Many employers want to prevent their trusted employees from leaving the company and poaching their employees. In Manitowoc Company, Inc. v. Lanning, No. 2015AP1530 (January 19, 2018), the Supreme Court of Wisconsin examined a non-solicitation provision prohibiting Manitowoc Company's former employee, Lanning, from "directly or indirectly soliciting, inducing, or encouraging any employee of Manitowoc Company to terminate his or her employment with Manitowoc Company or to accept employment with a competitor, supplier, or customer of Manitowoc Company." Lanning, a "successful, knowledgeable, and well-connected" 25-year employee of Manitowoc, left the company to go work for a competitor. He then contacted at least nine Manitowoc employees about potential employment opportunities with his new employer, took one Manitowoc employee out to lunch, took one Manitowoc employee on a tour of the competitor's plant in China, and participated in another Manitowoc employee's job interview with the competitor. Manitowoc then brought suit based on Lanning's violation of the non-solicitation provision of his employment agreement.

In a case of first impression, the Supreme Court of Wisconsin upheld the court of appeals's finding that Wisconsin Statutes Section 103.465, which explicitly refers to a "covenant not to compete" applies to agreements prohibiting solicitation of employees. The Court found not applying Section 103.465 to non-solicitation provisions would be contrary to the law and stated the law consistently has required looking at "the effect of the restraint rather than its label." The court held that the non-solicitation provision at issue restricted "Lanning's ability to engage in the ordinary competition attendant to a free market, specifically restricting Lanning's freely competing for the best talent in the labor pool.

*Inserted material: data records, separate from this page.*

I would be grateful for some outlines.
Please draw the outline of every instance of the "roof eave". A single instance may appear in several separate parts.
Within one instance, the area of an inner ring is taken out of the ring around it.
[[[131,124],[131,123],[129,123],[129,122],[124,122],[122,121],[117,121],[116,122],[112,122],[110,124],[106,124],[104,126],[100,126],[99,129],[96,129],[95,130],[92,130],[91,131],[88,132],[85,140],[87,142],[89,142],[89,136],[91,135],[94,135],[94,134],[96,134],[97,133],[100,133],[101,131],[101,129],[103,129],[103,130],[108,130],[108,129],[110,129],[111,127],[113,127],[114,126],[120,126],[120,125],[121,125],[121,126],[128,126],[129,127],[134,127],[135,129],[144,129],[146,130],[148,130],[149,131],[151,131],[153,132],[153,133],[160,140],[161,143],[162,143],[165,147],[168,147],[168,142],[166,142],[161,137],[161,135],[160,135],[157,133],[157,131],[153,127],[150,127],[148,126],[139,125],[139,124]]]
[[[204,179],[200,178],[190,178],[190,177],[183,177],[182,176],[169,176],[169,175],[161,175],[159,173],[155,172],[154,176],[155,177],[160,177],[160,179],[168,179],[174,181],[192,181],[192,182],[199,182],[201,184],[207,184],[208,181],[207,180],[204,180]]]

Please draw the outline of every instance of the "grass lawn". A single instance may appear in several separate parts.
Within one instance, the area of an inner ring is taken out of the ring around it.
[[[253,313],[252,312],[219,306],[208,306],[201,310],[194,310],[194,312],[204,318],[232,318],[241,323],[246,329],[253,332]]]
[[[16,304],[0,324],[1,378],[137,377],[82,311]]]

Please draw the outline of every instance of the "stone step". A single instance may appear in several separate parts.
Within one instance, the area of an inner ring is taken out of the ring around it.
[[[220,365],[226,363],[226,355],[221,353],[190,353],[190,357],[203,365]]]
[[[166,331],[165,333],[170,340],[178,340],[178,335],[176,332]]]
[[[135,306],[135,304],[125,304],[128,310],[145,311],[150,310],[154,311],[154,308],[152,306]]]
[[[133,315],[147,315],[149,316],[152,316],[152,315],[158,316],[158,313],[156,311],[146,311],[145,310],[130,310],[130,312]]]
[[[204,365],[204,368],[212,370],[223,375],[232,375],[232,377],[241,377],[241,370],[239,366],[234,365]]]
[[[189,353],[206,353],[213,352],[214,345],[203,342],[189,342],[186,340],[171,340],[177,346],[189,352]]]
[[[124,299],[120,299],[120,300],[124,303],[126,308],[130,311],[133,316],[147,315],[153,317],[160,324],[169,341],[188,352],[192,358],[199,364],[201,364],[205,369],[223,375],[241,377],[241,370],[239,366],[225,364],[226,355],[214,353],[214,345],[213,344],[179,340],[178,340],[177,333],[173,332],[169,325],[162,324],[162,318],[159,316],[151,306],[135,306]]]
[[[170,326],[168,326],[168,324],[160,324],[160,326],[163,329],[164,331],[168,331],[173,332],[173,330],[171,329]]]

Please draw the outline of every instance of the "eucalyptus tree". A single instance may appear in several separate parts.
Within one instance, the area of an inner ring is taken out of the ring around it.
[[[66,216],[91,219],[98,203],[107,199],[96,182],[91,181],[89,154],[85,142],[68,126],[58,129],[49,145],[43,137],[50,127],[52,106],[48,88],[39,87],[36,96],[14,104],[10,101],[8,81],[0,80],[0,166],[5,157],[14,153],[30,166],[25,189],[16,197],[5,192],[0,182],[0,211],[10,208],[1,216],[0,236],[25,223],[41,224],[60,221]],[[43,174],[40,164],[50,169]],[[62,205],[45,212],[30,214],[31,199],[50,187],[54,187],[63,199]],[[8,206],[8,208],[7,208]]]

In addition, the limitation on Lanning also affects access to the labor pool by a competitor," including Lanning's new employer.

The court then went on to analyze the provision under Section 103.465. Wisconsin courts have consistently interpreted Section 103.465 as requiring restrictive covenants:

(1) be necessary for the protection of the employer, that is, the employer must have a protectable interest justifying the restriction imposed on the activity of the employee;

(2) provide a reasonable time limit;

(3) provide a reasonable territorial limit;

(4) not be harsh or oppressive as to the employee; and

(5) not be contrary to public policy.

The court held that the non-solicitation provision failed to satisfy this test, finding the law does not protect against the raiding of a competitor's employees generally. The court rejected Manitowoc's position that it had a protectable interest based on its investment in time and capital in recruiting, training, and developing employees. The provision at issue applied to each of Manitowoc's 13,000 worldwide employees. It was not limited geographically, by the nature of the employee's position, or to those with whom Lanning had personal familiarity or influence. It was not limited to those employees with sensitive or company-specific information. It was not limited—on its face—to preventing a former employee from going to a competitor to perform similar services. The court also found that the non-solicitation provision would apply to "encouraging an entry-level employee to terminate his or her employment to pursue higher education." Although Manitowoc was seeking to apply the provision in a much narrower context, the court refused to enforce it, as to do so would be judicial reformation.

Wisconsin employers may want to carefully examine their non-solicitation agreements to ensure they are narrowly tailored to protect legitimate business interests. It is sometimes tempting for an employer to enter into a broad agreement to protect against every possible situation, but ultimately, this strategy may leave the employer without protection. While Wisconsin courts will strike offensive provisions of agreements if remaining provisions can be separately enforced, they will not judicially modify overbroad provisions to allow employers to enforce the provisions in a narrower context.